Portland has been highly touted for his commitment to livability and sustainable transportation. Portlanders are lucky – and connected, thanks in part to Trimet’s mission of maintaining livability by connecting people with their community. Trimet, providing bus, light rail and commuter rail service to the Portland metro area, is expanding in 2012 with the addition of the newest MAX light rail line, the 7.3-mile orange line.
This line will connect downtown Portland, near Portland State and the South Waterfront, to the east side, Milwaukie and Clackamas County while expanding upon the existing 50-plus miles of light rail coverage. According to Trimet, the project is expected to provide 25,000 weekday rides by 2030, generate nearly 15,000 regional jobs while sourcing its materials solely with American products.
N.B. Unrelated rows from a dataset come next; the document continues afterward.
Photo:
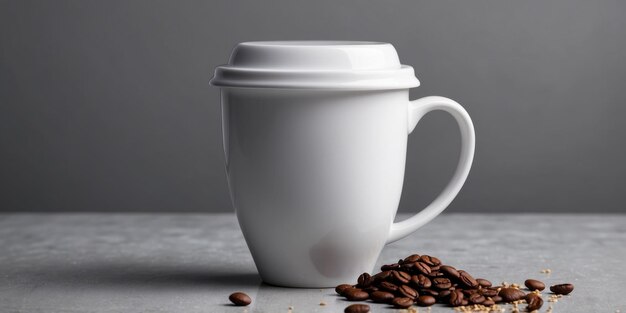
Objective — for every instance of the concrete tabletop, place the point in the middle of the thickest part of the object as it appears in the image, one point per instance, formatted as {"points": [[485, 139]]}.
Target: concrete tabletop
{"points": [[192, 262]]}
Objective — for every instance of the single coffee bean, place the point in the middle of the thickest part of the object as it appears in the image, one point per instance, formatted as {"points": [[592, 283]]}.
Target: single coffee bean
{"points": [[425, 300], [483, 282], [240, 299], [389, 267], [401, 277], [422, 268], [430, 260], [412, 258], [489, 292], [408, 292], [562, 289], [382, 296], [357, 308], [476, 298], [402, 302], [449, 271], [421, 281], [533, 284], [388, 286], [355, 294], [441, 283], [467, 279], [381, 276], [341, 288], [534, 302], [511, 294], [456, 298], [364, 280]]}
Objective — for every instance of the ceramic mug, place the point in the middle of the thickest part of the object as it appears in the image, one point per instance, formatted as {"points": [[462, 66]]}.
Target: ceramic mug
{"points": [[315, 137]]}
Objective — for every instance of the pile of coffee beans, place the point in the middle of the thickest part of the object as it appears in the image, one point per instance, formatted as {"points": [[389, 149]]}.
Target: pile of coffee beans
{"points": [[424, 280]]}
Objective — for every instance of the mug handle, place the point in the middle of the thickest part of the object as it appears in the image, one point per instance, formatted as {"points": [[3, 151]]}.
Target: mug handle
{"points": [[417, 109]]}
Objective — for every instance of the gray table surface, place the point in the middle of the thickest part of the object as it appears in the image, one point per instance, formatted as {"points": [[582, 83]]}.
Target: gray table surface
{"points": [[192, 262]]}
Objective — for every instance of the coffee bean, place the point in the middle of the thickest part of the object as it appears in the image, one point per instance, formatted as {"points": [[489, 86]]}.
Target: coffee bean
{"points": [[389, 267], [412, 258], [430, 260], [483, 282], [421, 281], [425, 300], [402, 302], [511, 294], [456, 298], [357, 308], [467, 279], [476, 298], [489, 292], [355, 294], [449, 271], [364, 280], [408, 292], [401, 277], [240, 299], [341, 288], [421, 268], [441, 283], [388, 286], [534, 302], [562, 289], [533, 284]]}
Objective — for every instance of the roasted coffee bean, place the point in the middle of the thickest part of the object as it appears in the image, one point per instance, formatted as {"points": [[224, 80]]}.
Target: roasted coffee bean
{"points": [[562, 289], [388, 286], [533, 284], [381, 276], [421, 281], [365, 280], [408, 292], [402, 302], [240, 299], [430, 260], [534, 302], [489, 292], [425, 300], [412, 258], [483, 282], [341, 288], [476, 298], [355, 294], [382, 296], [357, 308], [456, 298], [422, 268], [467, 279], [511, 294], [401, 277], [441, 283], [389, 267], [449, 271]]}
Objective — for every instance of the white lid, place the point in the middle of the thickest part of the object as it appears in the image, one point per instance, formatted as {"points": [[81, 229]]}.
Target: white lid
{"points": [[355, 65]]}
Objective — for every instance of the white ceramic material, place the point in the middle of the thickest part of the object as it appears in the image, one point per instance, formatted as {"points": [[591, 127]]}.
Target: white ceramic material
{"points": [[315, 136]]}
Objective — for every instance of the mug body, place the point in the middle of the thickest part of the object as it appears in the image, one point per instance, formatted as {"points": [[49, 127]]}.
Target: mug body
{"points": [[315, 178]]}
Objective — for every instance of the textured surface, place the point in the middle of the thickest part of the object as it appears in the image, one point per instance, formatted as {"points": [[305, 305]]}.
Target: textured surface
{"points": [[191, 263], [105, 105]]}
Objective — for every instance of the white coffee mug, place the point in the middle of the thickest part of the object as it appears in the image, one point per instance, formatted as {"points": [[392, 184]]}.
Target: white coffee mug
{"points": [[315, 136]]}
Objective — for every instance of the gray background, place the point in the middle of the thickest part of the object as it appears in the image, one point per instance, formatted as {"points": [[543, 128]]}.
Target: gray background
{"points": [[105, 105]]}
Last July, Trimet broke ground on a 1,720 foot, $130 million transit bridge linking Portland’s growing South Waterfront District to the eastside near OMSI. The cable-stayed bridge, the highlight of the Portland-Milwaukie project, is to be restricted to automobiles other than Trimet busses and will feature two 14-foot wide pedestrian and bicycle decks. The paths will make further connections on both sides of the river, linking to the East Bank Esplanade and a future greenway along the South Waterfront.
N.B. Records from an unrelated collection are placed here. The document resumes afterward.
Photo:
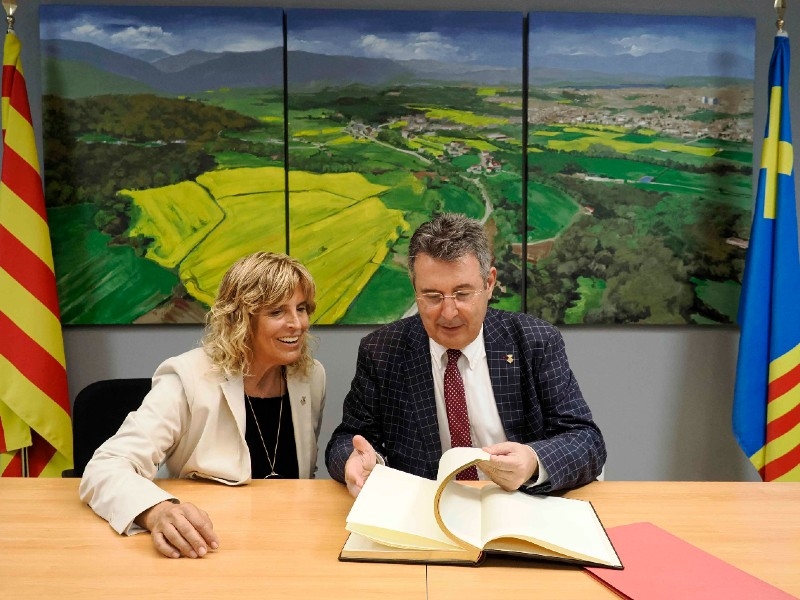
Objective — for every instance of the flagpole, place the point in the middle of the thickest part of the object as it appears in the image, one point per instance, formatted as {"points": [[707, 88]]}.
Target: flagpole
{"points": [[10, 9], [780, 9]]}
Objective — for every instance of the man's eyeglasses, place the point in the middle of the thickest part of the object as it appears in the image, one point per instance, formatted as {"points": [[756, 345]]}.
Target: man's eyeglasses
{"points": [[460, 298]]}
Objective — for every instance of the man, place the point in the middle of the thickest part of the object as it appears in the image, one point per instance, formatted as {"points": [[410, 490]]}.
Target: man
{"points": [[523, 403]]}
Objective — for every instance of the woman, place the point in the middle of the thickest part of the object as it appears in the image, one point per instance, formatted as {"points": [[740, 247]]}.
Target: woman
{"points": [[248, 404]]}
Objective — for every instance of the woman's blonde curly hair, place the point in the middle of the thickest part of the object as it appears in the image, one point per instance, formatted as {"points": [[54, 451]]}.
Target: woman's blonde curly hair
{"points": [[257, 282]]}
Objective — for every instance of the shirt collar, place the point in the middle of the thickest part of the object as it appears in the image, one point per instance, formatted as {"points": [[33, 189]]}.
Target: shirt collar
{"points": [[473, 352]]}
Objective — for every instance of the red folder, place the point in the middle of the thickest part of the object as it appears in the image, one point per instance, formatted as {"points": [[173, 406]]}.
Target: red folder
{"points": [[661, 566]]}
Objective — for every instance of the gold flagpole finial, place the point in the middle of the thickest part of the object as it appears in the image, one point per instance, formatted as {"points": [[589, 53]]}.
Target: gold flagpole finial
{"points": [[11, 8], [780, 8]]}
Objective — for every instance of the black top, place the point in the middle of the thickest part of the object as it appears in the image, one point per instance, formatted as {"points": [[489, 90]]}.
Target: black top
{"points": [[267, 411]]}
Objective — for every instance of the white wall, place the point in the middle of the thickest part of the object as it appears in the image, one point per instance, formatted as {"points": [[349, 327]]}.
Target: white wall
{"points": [[661, 395]]}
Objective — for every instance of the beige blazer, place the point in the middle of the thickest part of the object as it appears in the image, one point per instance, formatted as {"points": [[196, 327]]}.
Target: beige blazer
{"points": [[192, 424]]}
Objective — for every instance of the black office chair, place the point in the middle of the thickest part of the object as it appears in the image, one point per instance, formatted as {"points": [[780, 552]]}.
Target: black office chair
{"points": [[98, 411]]}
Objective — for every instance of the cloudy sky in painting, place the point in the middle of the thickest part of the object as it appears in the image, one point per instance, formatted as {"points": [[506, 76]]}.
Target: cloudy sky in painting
{"points": [[487, 38], [613, 35], [172, 30]]}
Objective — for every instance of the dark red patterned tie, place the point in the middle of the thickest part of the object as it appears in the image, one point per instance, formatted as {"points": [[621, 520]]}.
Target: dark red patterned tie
{"points": [[457, 417]]}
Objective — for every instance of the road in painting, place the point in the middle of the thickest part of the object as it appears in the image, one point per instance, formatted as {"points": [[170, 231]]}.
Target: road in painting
{"points": [[639, 167], [165, 158]]}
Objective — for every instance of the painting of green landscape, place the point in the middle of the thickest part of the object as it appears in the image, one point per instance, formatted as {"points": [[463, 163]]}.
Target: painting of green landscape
{"points": [[425, 107], [610, 164], [639, 165]]}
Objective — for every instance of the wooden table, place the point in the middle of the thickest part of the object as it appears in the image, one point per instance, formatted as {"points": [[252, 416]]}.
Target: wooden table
{"points": [[754, 526], [281, 539], [278, 539]]}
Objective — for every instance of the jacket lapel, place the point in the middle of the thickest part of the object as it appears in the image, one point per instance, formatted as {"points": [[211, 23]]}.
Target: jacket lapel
{"points": [[300, 400], [504, 363], [420, 385]]}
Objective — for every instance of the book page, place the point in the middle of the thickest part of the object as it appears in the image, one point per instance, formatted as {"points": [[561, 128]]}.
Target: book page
{"points": [[396, 508], [460, 511], [455, 459], [562, 525]]}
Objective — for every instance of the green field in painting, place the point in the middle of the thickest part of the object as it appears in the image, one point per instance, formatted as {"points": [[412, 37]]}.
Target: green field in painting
{"points": [[98, 282], [549, 211]]}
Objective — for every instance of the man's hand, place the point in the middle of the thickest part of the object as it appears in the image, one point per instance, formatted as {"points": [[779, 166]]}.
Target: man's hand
{"points": [[359, 465], [511, 464], [179, 529]]}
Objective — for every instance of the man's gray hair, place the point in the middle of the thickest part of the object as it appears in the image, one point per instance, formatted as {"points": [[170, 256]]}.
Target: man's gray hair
{"points": [[449, 237]]}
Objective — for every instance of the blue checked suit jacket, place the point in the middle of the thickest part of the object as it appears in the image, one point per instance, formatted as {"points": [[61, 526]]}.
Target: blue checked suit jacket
{"points": [[391, 401]]}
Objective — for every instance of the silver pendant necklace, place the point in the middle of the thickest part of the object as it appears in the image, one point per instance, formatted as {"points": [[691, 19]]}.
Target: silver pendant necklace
{"points": [[272, 460]]}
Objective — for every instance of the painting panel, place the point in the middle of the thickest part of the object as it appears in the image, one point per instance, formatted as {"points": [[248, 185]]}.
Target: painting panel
{"points": [[394, 116], [639, 167], [163, 154]]}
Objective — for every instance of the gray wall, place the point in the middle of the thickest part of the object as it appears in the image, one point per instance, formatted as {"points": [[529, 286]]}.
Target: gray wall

Beginning construction on the $1.5 billion orange line project was just step one, however, in what is expected to be a crucial year in carrying out Trimet’s full vision. Their proposal for extending the orange line into Milwaukie has been met with harsh opposition from residents of Milwaukie and Clackamas County. Formal petitions have been submitted to the city and county in an attempt force a public vote for authorizing the use of city and county funds for light rail projects. As it stands, the city of Milwaukie and Clackamas County are on the hook for contributions of $5 million and $25 million, respectively.
If the city or county were to deny Trimet these promised funds, the project could be scaled back and legal actions could follow.
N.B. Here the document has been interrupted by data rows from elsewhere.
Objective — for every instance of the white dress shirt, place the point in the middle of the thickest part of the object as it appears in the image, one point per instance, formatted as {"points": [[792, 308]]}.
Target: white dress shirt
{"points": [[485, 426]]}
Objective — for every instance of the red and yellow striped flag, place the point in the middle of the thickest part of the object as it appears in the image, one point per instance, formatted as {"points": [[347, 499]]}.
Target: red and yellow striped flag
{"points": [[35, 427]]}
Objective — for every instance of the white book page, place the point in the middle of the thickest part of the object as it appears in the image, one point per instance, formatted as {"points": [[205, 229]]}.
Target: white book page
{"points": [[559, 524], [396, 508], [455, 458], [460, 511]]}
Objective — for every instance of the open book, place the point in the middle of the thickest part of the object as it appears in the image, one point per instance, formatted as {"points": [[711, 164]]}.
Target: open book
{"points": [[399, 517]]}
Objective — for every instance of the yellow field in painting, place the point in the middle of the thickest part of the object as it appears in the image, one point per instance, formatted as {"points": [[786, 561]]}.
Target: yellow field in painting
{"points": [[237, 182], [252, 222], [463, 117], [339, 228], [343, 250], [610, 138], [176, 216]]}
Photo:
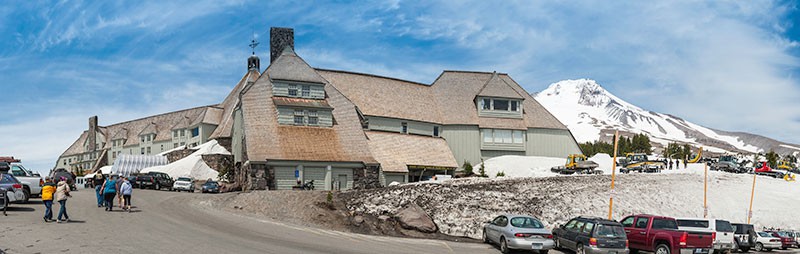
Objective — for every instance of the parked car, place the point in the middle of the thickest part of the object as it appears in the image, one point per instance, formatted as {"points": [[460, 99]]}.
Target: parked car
{"points": [[154, 180], [31, 183], [744, 236], [766, 242], [723, 240], [11, 189], [787, 241], [660, 234], [210, 187], [591, 235], [520, 232], [184, 184]]}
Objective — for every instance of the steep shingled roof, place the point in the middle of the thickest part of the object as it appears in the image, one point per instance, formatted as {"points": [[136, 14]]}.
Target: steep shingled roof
{"points": [[395, 151], [497, 87], [267, 140], [289, 66], [388, 97], [223, 130]]}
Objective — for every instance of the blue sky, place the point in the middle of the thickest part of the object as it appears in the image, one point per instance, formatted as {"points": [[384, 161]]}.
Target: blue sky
{"points": [[730, 65]]}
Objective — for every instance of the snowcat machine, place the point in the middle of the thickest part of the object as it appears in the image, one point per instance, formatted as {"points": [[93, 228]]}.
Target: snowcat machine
{"points": [[577, 163], [640, 163], [729, 163]]}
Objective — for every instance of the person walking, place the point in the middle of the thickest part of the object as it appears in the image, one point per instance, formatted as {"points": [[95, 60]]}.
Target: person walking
{"points": [[48, 189], [98, 185], [126, 190], [62, 193], [109, 192]]}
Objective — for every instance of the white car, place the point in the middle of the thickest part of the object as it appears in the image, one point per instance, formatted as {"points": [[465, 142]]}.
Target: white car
{"points": [[723, 230], [766, 242], [183, 184]]}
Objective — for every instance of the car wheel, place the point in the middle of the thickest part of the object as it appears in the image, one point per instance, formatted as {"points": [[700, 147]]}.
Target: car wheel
{"points": [[662, 249], [504, 246]]}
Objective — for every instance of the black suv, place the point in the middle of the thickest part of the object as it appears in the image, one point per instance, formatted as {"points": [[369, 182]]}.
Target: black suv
{"points": [[744, 236], [591, 235], [154, 180]]}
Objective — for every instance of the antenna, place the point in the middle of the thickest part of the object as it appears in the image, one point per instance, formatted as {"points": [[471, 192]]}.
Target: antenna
{"points": [[253, 42]]}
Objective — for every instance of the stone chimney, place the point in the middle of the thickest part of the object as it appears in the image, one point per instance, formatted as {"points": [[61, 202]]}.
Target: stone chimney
{"points": [[279, 39], [91, 138]]}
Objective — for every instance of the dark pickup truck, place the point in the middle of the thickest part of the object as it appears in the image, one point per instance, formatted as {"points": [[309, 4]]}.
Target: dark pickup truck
{"points": [[660, 234]]}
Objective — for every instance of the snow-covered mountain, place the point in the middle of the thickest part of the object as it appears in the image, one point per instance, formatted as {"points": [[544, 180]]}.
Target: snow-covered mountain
{"points": [[593, 113]]}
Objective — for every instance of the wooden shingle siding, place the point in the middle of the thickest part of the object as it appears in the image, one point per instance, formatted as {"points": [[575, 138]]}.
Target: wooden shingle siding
{"points": [[551, 143], [396, 125], [286, 116], [464, 141], [281, 88]]}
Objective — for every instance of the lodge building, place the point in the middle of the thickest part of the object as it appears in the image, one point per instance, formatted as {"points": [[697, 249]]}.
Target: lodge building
{"points": [[341, 129]]}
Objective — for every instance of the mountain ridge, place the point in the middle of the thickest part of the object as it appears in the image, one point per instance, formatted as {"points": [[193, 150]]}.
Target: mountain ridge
{"points": [[592, 113]]}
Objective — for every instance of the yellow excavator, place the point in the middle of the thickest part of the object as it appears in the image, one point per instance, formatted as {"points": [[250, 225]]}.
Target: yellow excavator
{"points": [[577, 163]]}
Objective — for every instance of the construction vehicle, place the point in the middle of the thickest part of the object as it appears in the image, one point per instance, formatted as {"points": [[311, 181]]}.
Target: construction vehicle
{"points": [[729, 163], [763, 168], [577, 163], [639, 162]]}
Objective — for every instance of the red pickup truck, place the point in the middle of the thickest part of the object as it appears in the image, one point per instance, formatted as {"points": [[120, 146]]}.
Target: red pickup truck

Beyond Portland the project has become a national issue. While budget cuts have crippled the spending power of local governments to retrofit and construct major infrastructure projects across America, President Obama praised the Portland-Milwaukie project as a crucial part of rebuilding the economy and pledged $100 million in his 2012 budget. Furthermore, Transportation Secretary Ray LaHood remains optimistic about the state of the orange line.